もし、もしも、あの傷が現在の聖女(偽)によるものなら、私は彼女を許せそうにない。
「しかし、暫くは君の存在を伏せさせてもらう。君を当代の聖女としてお披露目するにも、準備というものが必要でね。ここは隠れるにも、聖女としての立ち居振る舞いや教養を身に着けるにも、丁度良い。当分の間はここで学んでいてもらいたい」
「あ、は、はい。あの、頑張ります!」
やっと見つけた、私の居場所。努力をすればする程、した分だけの事を修道女の方々は認めてくれる。
理不尽に機嫌が悪いというだけで、八つ当たりされない。みな、理性的に対等な会話が出来る。酷い言葉を投げつけて、傷付く私を見て悦に浸る者も、いない。

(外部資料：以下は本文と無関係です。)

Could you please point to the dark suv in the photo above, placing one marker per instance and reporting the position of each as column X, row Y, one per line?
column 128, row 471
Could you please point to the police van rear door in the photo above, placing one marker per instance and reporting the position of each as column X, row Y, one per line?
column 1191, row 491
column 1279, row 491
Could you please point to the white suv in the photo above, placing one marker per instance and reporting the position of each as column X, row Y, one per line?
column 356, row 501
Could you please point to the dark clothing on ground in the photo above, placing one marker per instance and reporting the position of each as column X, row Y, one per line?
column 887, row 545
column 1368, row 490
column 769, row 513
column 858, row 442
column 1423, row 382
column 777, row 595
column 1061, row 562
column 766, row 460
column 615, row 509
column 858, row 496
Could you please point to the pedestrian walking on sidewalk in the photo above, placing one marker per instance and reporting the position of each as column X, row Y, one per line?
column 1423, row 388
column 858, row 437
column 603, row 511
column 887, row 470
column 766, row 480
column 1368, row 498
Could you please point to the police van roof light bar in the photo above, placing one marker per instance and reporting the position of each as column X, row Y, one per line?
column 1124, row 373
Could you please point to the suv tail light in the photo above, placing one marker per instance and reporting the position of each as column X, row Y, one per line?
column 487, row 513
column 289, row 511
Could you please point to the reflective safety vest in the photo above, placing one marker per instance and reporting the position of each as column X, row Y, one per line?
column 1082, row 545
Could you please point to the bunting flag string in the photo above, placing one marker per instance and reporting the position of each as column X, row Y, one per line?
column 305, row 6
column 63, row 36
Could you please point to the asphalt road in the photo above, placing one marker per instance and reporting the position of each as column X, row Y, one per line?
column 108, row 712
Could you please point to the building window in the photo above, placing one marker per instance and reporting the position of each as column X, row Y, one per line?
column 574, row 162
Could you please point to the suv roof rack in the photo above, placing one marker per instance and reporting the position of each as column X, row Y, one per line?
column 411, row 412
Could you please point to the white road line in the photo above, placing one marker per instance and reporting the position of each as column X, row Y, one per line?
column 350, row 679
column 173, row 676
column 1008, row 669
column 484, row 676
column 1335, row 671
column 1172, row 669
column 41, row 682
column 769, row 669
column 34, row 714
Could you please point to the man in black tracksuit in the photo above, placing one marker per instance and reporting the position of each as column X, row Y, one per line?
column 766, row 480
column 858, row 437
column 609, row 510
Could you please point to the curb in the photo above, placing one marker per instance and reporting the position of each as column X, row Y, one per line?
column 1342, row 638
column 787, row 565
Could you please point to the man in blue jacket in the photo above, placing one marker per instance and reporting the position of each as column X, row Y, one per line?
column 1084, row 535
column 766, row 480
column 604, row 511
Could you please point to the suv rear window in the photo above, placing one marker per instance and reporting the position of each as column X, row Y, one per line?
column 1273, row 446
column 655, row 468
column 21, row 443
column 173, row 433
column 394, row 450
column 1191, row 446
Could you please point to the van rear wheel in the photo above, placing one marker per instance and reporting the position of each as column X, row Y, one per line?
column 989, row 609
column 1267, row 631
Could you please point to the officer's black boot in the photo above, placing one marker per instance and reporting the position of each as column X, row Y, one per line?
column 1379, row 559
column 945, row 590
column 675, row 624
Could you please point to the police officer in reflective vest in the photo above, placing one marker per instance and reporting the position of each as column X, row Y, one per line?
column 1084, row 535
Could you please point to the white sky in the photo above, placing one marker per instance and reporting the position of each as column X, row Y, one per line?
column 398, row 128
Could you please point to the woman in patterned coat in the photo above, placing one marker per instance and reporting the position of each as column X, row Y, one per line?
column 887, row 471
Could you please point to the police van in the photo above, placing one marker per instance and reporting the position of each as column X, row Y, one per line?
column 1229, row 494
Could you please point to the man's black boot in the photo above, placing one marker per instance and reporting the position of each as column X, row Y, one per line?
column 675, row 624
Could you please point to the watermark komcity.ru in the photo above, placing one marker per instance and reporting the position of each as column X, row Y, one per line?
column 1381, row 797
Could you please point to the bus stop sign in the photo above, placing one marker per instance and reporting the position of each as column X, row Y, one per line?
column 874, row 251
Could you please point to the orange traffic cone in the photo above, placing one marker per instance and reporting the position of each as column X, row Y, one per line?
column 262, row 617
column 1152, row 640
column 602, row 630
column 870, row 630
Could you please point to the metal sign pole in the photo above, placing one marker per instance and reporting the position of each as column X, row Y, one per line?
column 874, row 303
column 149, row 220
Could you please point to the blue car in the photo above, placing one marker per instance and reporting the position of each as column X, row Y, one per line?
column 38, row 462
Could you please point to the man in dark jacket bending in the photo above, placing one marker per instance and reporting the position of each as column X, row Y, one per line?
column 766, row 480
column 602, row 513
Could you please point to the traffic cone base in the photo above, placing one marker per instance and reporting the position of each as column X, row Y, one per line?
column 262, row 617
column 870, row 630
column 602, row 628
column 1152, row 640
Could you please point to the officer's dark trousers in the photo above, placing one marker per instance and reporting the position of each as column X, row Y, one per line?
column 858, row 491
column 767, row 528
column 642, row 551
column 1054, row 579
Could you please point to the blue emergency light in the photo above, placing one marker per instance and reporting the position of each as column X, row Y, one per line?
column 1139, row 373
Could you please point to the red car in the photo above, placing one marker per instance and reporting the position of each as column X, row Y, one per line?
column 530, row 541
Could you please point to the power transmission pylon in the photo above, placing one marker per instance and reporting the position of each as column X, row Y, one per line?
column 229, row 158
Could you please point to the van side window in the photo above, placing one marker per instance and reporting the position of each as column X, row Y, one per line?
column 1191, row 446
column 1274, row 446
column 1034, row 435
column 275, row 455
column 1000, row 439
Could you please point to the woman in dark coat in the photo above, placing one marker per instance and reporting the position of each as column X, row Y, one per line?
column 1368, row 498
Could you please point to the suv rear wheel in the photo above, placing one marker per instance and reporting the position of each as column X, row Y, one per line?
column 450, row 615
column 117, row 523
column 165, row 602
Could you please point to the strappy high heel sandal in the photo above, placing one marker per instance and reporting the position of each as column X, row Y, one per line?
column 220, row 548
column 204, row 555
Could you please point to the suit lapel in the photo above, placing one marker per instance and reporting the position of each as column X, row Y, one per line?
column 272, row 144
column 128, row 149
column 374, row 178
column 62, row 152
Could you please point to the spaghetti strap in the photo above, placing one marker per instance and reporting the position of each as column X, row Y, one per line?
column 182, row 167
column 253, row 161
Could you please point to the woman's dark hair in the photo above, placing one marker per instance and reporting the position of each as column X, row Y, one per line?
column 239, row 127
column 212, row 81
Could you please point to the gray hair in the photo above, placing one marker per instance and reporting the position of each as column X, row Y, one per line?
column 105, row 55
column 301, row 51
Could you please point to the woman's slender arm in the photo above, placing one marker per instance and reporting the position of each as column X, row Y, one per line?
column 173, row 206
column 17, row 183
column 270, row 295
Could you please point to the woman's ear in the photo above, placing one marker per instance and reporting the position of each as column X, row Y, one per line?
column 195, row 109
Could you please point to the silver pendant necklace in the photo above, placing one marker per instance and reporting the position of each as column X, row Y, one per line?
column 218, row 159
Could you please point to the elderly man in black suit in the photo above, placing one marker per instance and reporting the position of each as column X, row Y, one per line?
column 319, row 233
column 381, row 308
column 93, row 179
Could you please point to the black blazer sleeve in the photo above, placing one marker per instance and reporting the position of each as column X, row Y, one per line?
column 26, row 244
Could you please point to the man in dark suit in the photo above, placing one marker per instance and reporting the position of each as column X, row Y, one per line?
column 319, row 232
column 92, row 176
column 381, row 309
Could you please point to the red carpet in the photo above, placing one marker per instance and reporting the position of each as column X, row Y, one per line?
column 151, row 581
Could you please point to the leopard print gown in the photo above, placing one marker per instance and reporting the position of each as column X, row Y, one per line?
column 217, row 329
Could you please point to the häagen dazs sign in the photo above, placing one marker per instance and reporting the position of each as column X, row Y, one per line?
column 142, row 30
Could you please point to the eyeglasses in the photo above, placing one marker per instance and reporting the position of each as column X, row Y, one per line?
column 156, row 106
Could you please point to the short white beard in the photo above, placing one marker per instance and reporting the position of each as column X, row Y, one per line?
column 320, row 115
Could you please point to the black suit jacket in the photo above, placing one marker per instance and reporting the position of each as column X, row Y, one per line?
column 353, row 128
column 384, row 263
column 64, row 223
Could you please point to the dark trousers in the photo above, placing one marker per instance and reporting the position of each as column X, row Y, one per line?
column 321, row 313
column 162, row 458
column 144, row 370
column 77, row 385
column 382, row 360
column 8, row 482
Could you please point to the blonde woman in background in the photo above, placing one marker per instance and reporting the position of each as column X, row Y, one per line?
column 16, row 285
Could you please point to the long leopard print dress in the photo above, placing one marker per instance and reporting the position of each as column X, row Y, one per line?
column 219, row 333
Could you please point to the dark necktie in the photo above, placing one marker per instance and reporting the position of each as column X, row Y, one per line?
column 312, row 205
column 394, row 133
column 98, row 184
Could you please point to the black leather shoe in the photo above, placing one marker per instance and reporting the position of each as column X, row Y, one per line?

ここでは、努力を認められる。ここでは、私を一人の意思ある人だと、認められる。もう、あの狭い鳥籠の中で、羽根を畳んで飛べずにいた私じゃない。
逃げられないように、風切り羽根を切られる小鳥。逃げられないように、日々自尊心を削る言葉を投げかけられ、逃げる余力もないくらいクタクタに世話を言いつけられていた私。
でも、私だって、人間だ。一人の意思ある人間だ。私だって、努力を認められた。頑張ったら、報われたい。
幸せに、なりたい。
それが、誰かの居場所を奪う事になってしまうとしても。そう、現在の聖女へ感じた罪悪感を、心の隅っこへと押しやった。
私も、結構酷いわね。そう、一人胸の奥で呟いて。